Patients with COPD, the researchers note, are already at a high risk of osteoporosis and fractures, which may stem from nutritional deficiencies or previous corticosteroid use. At larger doses, adverse effects of inhaled corticosteroids may come close to that of oral steroids, which are well known to increase bone loss and decrease bone formation.
Singh says he would like the U.S. Food and Drug Administration to look into the issues discovered in this research by his team and his colleagues from the University of East Anglia in the United Kingdom and the University of Louisville in the United States.
Although many asthma patients also take inhaled corticosteroids, Singh says his research does not apply to that mostly younger cohort since they were not included in the study.

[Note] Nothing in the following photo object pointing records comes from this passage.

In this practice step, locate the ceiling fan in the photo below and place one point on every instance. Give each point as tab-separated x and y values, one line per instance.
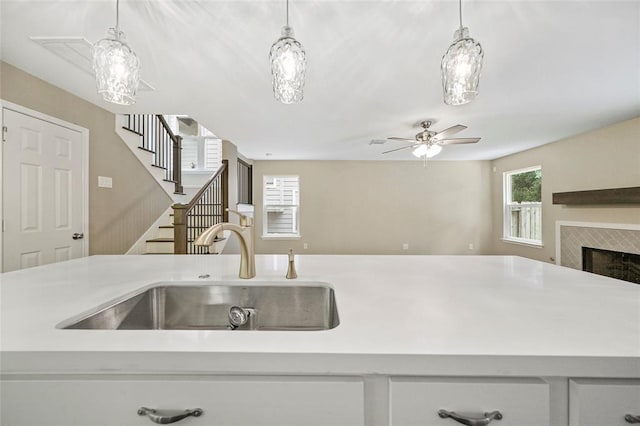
428	143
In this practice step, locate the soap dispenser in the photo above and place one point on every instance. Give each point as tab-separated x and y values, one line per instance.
291	270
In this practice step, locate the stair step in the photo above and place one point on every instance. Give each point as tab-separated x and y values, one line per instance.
160	240
132	131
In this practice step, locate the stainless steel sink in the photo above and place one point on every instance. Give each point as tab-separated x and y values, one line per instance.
216	307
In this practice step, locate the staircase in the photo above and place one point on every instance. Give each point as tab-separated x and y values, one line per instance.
159	150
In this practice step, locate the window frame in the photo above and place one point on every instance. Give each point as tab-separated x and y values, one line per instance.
508	206
269	207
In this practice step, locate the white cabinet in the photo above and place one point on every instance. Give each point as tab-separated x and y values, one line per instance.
237	400
603	402
417	401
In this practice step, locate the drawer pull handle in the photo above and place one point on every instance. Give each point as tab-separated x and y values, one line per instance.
165	417
630	418
471	421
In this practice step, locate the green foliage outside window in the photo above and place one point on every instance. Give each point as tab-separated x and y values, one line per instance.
526	187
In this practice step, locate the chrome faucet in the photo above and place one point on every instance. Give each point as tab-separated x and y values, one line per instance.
244	231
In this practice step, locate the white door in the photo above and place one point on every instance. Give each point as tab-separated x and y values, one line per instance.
43	198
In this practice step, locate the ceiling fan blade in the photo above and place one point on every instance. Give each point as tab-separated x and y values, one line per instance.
402	139
449	132
457	140
399	149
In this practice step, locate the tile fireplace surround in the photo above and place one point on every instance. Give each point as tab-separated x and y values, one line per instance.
572	236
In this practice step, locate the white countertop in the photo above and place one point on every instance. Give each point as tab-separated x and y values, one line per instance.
443	315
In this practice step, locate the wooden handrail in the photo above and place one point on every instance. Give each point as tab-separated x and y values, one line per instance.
206	208
157	137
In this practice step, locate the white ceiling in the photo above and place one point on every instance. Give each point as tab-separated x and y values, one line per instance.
552	69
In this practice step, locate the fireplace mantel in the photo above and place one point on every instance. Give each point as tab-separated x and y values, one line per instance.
629	195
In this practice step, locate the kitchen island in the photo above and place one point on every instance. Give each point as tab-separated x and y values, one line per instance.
542	344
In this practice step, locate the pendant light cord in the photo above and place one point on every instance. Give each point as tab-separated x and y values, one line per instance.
117	15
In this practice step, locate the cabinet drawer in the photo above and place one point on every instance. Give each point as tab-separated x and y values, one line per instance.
602	402
416	401
228	400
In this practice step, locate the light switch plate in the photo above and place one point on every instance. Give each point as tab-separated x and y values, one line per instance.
105	182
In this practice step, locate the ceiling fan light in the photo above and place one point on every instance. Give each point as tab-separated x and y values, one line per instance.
461	66
117	69
420	150
288	67
427	151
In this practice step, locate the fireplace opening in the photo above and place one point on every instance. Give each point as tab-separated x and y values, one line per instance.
614	264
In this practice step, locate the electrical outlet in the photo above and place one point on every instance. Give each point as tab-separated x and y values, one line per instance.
105	182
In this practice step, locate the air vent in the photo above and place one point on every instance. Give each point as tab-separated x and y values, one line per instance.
76	51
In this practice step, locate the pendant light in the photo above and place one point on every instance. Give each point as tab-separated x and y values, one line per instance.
461	66
116	66
288	66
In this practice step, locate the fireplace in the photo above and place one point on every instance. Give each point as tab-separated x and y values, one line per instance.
607	238
610	263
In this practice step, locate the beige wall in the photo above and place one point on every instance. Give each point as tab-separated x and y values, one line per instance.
118	216
373	207
604	158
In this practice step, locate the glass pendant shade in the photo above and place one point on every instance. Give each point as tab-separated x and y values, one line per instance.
428	151
117	67
461	66
288	67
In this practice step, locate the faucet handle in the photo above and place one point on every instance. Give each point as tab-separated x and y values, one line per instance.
244	219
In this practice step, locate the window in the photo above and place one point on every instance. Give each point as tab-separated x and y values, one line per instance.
201	153
281	202
523	205
245	182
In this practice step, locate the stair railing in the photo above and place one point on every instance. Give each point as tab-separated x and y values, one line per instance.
157	138
208	207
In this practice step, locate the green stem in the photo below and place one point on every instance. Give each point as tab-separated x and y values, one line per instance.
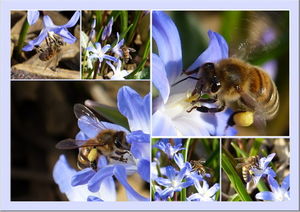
185	157
22	36
132	30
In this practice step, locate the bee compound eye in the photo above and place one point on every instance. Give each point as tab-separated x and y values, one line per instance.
209	66
215	87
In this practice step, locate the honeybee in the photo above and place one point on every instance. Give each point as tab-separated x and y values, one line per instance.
107	142
247	166
233	83
51	48
126	53
198	166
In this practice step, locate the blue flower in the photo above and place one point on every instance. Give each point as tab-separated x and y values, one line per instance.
277	193
165	146
204	192
32	16
263	168
137	111
169	108
49	26
174	182
107	29
190	174
118	73
117	50
99	52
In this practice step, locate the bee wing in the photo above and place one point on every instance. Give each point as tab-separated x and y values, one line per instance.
70	143
239	165
88	122
131	49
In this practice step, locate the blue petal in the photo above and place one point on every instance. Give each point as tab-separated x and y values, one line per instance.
82	177
159	77
32	16
72	21
217	50
48	22
264	162
163	181
181	174
94	199
167	192
186	184
108	57
170	172
265	195
168	43
286	183
97	179
66	35
105	48
273	184
120	174
162	125
144	169
135	108
114	126
62	174
140	144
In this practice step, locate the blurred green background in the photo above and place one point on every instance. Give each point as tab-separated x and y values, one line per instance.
258	37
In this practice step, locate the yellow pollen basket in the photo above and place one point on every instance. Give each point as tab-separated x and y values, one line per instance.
93	155
244	119
192	98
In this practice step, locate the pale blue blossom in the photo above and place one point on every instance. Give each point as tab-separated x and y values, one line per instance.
49	26
277	193
170	116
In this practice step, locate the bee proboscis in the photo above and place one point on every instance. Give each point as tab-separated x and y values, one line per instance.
247	165
107	142
248	90
126	53
50	49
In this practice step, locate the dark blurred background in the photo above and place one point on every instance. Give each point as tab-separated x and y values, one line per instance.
42	115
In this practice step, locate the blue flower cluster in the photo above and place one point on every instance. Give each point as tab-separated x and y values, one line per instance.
50	27
173	178
277	193
90	185
105	52
170	117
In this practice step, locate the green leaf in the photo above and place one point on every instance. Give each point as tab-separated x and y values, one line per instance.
238	150
234	178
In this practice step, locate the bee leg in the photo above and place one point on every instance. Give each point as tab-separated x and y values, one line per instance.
190	77
205	109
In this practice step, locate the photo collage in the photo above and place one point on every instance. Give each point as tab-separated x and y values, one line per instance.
150	105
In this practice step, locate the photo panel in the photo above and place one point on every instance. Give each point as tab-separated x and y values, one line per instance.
185	169
255	169
80	141
115	44
45	44
222	73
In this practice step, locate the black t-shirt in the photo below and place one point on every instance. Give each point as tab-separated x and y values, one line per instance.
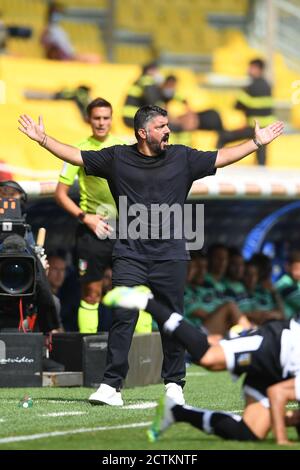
147	183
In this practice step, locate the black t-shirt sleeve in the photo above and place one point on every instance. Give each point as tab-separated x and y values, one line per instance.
201	163
98	162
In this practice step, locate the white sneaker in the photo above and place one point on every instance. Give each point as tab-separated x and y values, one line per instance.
106	395
163	418
175	393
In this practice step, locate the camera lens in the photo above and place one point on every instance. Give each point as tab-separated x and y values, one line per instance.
16	275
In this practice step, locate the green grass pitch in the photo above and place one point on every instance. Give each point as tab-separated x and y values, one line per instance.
62	418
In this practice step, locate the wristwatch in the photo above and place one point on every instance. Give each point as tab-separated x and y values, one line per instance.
81	217
257	143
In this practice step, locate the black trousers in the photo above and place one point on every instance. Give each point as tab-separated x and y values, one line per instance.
226	137
166	280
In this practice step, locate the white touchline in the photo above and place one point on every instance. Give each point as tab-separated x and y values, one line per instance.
196	374
63	413
45	435
140	406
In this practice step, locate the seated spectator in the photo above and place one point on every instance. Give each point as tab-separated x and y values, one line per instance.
235	290
206	307
190	120
56	41
56	277
288	287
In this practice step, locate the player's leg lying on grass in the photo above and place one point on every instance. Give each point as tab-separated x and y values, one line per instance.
254	424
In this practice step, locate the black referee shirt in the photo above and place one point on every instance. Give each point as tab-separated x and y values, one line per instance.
150	182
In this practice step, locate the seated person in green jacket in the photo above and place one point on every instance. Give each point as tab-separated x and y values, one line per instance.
289	287
206	307
263	301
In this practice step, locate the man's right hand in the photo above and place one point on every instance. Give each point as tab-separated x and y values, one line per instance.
98	224
35	131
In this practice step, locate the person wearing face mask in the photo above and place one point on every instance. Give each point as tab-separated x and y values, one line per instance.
144	91
149	182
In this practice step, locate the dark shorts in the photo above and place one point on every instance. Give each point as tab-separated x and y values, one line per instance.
93	255
256	355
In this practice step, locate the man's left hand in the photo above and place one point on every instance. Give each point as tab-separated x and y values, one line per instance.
265	135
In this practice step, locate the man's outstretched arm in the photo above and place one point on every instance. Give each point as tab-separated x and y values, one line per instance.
227	156
36	132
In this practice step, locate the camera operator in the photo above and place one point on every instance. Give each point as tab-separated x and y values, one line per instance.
40	305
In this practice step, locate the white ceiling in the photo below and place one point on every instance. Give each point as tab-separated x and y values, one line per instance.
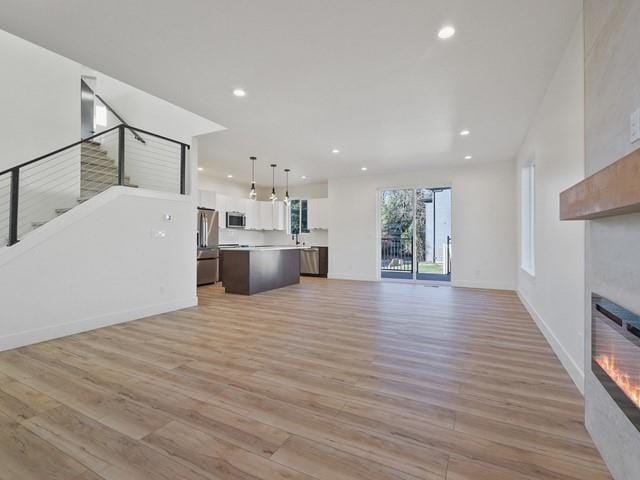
369	77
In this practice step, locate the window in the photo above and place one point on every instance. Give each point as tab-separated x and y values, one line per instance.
527	233
298	214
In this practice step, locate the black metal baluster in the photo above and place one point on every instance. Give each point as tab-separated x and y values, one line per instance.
121	155
13	206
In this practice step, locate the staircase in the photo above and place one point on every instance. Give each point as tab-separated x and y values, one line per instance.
97	173
35	192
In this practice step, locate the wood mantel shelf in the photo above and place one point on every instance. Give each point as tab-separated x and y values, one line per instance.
614	190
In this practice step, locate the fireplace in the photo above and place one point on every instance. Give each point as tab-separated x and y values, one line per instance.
615	354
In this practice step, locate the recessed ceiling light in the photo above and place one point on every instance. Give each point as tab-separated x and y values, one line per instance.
446	32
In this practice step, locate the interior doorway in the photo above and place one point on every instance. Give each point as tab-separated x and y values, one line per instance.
87	108
415	234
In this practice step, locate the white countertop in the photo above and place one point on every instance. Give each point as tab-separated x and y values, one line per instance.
259	248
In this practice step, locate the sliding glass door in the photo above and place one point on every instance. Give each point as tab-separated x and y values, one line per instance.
396	221
415	234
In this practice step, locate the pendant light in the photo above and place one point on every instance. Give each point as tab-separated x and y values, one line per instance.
273	196
252	192
286	195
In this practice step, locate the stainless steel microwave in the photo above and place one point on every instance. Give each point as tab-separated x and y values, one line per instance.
236	220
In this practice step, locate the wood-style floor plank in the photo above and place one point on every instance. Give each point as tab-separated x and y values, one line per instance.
326	380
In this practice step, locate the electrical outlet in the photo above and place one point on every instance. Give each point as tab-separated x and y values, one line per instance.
635	126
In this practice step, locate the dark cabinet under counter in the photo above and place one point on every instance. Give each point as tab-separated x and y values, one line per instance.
251	270
314	262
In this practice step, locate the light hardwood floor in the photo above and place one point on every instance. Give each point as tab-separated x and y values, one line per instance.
326	380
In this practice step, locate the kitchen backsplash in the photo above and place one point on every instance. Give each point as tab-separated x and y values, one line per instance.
252	237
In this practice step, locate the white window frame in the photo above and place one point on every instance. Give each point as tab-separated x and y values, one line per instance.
528	218
289	216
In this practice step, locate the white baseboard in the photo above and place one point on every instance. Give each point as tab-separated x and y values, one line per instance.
572	368
348	276
30	337
482	284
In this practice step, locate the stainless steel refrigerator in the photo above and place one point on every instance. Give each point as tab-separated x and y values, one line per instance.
208	250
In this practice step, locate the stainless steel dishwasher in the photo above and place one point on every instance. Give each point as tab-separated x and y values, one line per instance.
310	261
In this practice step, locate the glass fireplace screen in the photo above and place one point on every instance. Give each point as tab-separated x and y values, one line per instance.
615	350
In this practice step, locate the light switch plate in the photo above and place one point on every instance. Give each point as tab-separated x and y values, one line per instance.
635	126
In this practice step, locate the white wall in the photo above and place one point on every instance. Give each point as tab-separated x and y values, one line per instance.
40	99
483	222
80	271
555	295
150	113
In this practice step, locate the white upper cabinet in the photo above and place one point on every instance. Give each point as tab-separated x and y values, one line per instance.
221	206
262	215
252	212
318	214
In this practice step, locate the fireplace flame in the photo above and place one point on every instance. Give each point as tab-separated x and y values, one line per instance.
622	379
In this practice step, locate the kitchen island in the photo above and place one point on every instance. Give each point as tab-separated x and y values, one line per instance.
249	270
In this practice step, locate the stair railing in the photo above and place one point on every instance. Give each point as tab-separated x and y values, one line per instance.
120	119
36	191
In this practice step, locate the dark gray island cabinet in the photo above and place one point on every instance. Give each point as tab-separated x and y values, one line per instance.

Singh says he is most concerned about those who were not the focus of this study: women.
"It was surprising to find an increased risk of fractures in this study where two-thirds of the participants were men over the age of 60," Singh says. "It really makes us wonder what is happening to women with COPD who use inhalers, because older women are already at a much higher fracture risk than men."
This study was supported by the National Institutes of Health's National Center for Research Resources and the NIH's Roadmap for Medical Research.